One of the victims, Livinus Igbo, alleged that after fulfilling all statutory requirements and obtaining clearance from an Area Controller, he was told to pay N500,000 in Abuja to move his application forward.
According to him, refusal to pay the money has stalled his business operations indefinitely.
He said that he was told to pay N500,000 in Abuja after his documents had already passed through the Area Controller.
Speaking further he said that he was told that without paying the money the process would not move a step further, adding that he did not have such money.
Confirming the development, the National President of the Petrot Anti-Corruption Initiative, a pressure group operating in the ports, Comrade Innocent Eke Okogboe, said that illicit demand has become a standard practice within Nigeria Customs Service.
He noted that while the official statutory payment for a licence stands at N515,000, applicants are forced to part with N500,000 unofficially before their documents are even considered.
His words: “When I visited Customs headquarters in Abuja to verify Chief Livinus Igbo’ documents, officials told me they had not received them. But when I returned to the Apapa Bond office, they admitted that the papers had been sent but insisted that N500,000 must be paid to facilitate the movement of the file. According to them, after paying this, the agent will still be required to pay the official N515,000. This is outright corruption, because the money goes into private pockets.”
Okogboe disclosed that the problem is not peculiar to Chief Igbo, noting that the N500,000 demand has been entrenched for years, with most agents reluctantly complying to avoid being frustrated out of business.
According to him, the illegality has become normalized, alleging that those who refuse to play along suffer indefinite delays of their documents.
He said that it is either they claim that the documents are missing, or the process would be deliberately stalled until money changes hands.
He also cited cases where containers already examined and released by Customs were later re-assigned or delayed by other Customs units, despite being duly cleared, thereby compounding costs for freight forwarders and importers.
The anti-corruption activist also condemned what he described as arbitrary increases in licencing fees, saying Customs had raised the cost of new licences from N1.5 million to N10 million and in some cases up to N20 million without justification.

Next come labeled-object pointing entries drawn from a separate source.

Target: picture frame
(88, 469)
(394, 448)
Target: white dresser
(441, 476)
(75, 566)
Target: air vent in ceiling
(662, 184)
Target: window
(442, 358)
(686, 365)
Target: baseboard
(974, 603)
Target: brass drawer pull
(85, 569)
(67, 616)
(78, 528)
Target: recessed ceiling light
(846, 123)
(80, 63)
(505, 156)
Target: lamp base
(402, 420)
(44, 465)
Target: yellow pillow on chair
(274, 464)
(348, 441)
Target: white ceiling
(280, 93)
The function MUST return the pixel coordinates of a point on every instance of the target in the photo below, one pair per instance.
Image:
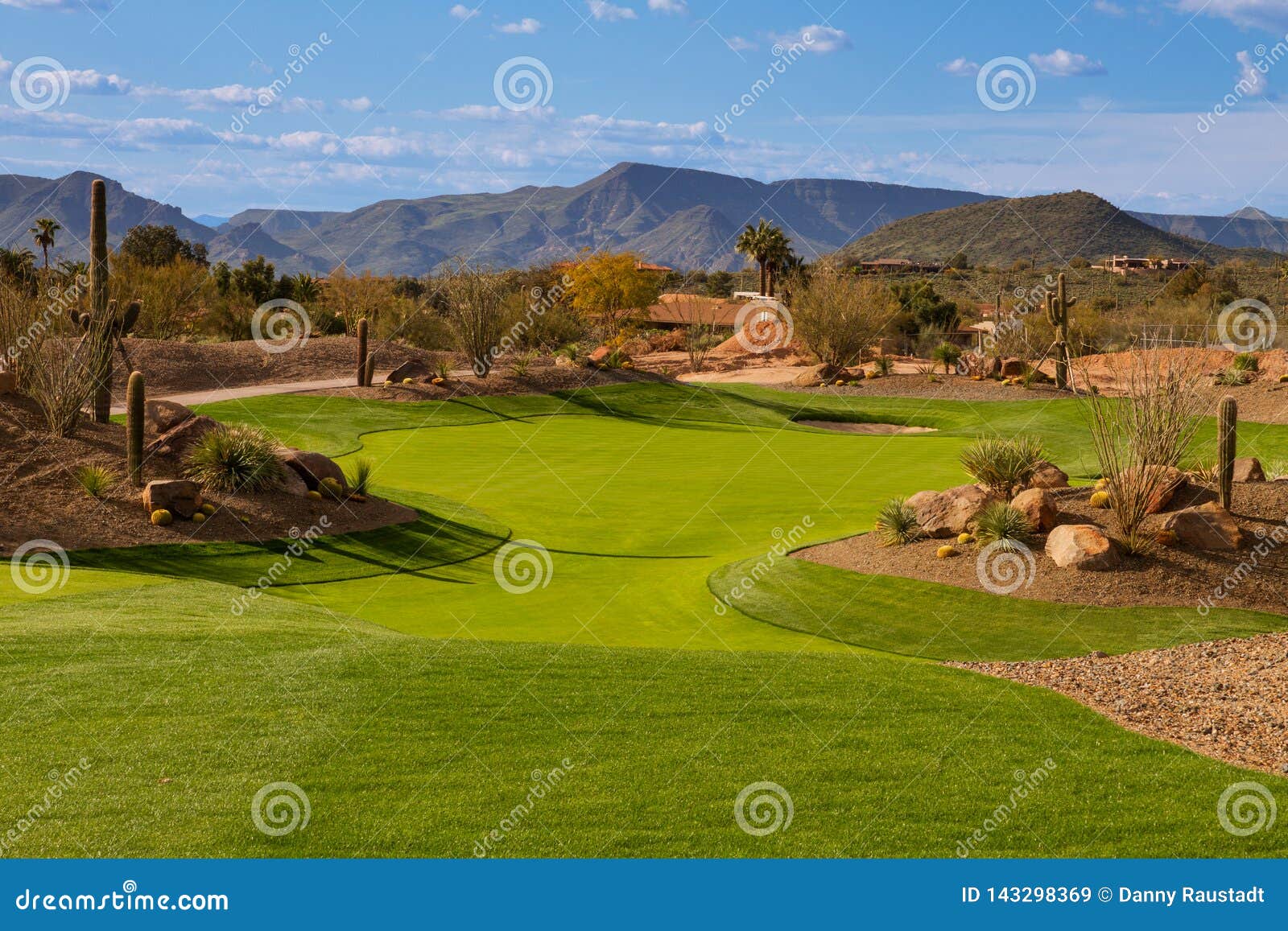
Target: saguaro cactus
(1227, 433)
(1058, 312)
(364, 377)
(134, 429)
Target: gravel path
(1225, 698)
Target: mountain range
(683, 218)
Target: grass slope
(410, 747)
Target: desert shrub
(897, 523)
(96, 480)
(1137, 437)
(947, 354)
(837, 317)
(1002, 525)
(360, 476)
(1002, 463)
(233, 459)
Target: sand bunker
(869, 429)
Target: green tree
(155, 246)
(44, 233)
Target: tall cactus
(134, 429)
(1058, 313)
(1227, 433)
(101, 353)
(364, 381)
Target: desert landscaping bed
(1225, 699)
(43, 499)
(1170, 576)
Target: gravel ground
(1170, 577)
(44, 501)
(1225, 698)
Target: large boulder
(815, 377)
(178, 496)
(950, 513)
(160, 416)
(1249, 469)
(412, 369)
(1206, 527)
(1082, 546)
(1040, 506)
(184, 437)
(312, 467)
(1047, 476)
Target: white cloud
(607, 12)
(961, 68)
(1062, 64)
(818, 39)
(526, 27)
(90, 81)
(1253, 83)
(1272, 14)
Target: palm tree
(778, 255)
(755, 242)
(43, 233)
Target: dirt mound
(175, 367)
(43, 500)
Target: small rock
(1249, 469)
(182, 437)
(1047, 476)
(178, 496)
(160, 416)
(815, 377)
(312, 467)
(1206, 527)
(1082, 546)
(1038, 506)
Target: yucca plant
(1002, 525)
(96, 480)
(1002, 465)
(360, 476)
(897, 523)
(236, 459)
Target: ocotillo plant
(364, 380)
(1227, 431)
(134, 429)
(1058, 312)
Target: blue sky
(410, 100)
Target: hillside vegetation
(1049, 229)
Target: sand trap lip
(869, 429)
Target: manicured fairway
(414, 706)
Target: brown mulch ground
(175, 367)
(1170, 577)
(42, 499)
(543, 377)
(1225, 698)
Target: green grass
(648, 500)
(409, 746)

He argued that such sharp increases in the cost of doing business would eventually be transferred to importers and ultimately to consumers, fuelling inflation.
“When you push licencing costs that high, freight forwarders will transfer the cost to importers, and the masses will bear it through higher market prices. That is why things are getting more expensive,” he explained.
Okogboe revealed that his organisation has petitioned the Independent Corrupt Practices and Other Related Offences Commission (ICPC) to investigate the claims, warning that the alleged bribery racket undermines Customs’ reform agenda and Nigeria’s obligations under the African Continental Free Trade Agreement (AfCFTA). He maintained that unless corruption is confronted head-on within Customs, the Service’s objectives of trade facilitation and cost reduction will remain unattainable.
The revelations come at a time when the current Comptroller-General of Customs, Mr. Adewale Adeniyi, has been widely commended for modernisation efforts, including moves towards digitalisation.
However, industry operators insist that entrenched corrupt practices at the operational level are eroding public trust in Customs. Stakeholders say the allegations of a N500,000 bribe for licence approvals highlight the rot that persists within the Service and further call into question its commitment to transparency, fairness and trade facilitation.